Springtime in Bulgaria – time to parade in animal skins

Ancient festival of 'Kukeri,' which dates back to Thracian times, involves parades, music, elaborate masks and costumes, and belts of heavy antique bells

Jodi Hilton
Tomi Egmenchov, a member of his neighborhood’s Survakari troupe, paints details on a large mask typical of his village, Yardzhilovtsi, where masks are worn on Jan. 14, the Julian calendar’s New Year.

Beginning with the winter solstice and continuing until the spring equinox, villagers in rural Bulgaria dress in animal skins, horned masks, and belts of heavy antique bells and march through the streets, accompanied by folk dancers and musicians.

These masquerade rites, usually called either Kukeri or Survakari, date back to the ancient Thracians, tribes who occupied that area and formed their own kingdom there in the last centuries BC. Cleansing rituals aimed at ushering in a prosperous year, they were once performed throughout southeastern Europe.

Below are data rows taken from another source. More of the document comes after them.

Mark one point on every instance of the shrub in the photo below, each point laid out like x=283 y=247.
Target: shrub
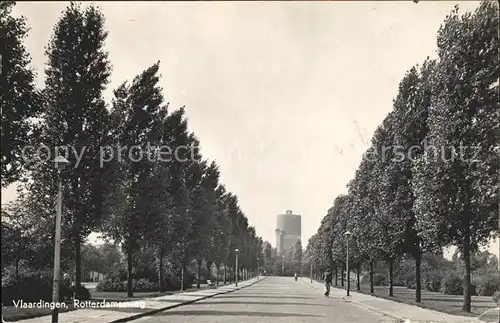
x=82 y=294
x=172 y=283
x=111 y=285
x=452 y=284
x=488 y=285
x=496 y=297
x=431 y=281
x=114 y=285
x=379 y=280
x=145 y=285
x=31 y=287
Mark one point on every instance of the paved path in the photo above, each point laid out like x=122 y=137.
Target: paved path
x=276 y=300
x=405 y=312
x=128 y=311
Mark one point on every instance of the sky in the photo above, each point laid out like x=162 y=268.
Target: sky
x=284 y=96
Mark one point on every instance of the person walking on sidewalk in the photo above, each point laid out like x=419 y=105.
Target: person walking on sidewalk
x=327 y=277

Today, Bulgaria offers the best preserved remnants of the tradition, which is also exhibited in pockets from Spain to Eastern Greece.

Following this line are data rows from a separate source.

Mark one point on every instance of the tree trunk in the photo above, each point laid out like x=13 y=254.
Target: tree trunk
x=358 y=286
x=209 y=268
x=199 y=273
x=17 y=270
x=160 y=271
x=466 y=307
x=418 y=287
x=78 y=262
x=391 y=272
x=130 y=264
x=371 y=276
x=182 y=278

“Capitalism came later to Bulgaria,” explains Simeon Milyov, former curator of the Pernik (Bulgaria) Museum of History, and the formation of the collective – under Communist rule – helped preserve agrarian traditions.

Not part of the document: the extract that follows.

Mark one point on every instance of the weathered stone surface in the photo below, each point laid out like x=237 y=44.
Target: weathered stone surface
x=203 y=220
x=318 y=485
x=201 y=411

Even today, though a majority of young people have moved to the cities, they return annually to their ancestral villages to dress as Survakari, Mr. Milyov says.

It’s a rite of passage for young men to wear the Kuker costume, which normally weighs about 110 pounds “or 70 kilos [150 pounds] if it rains,” says Slavcho Yankov, who made the costume that his 16-year-old son, Martin, wore for the first time this year. “When I was his age, I was a Kuker,” says Mr. Yankov. “You pass this on from generation to generation.”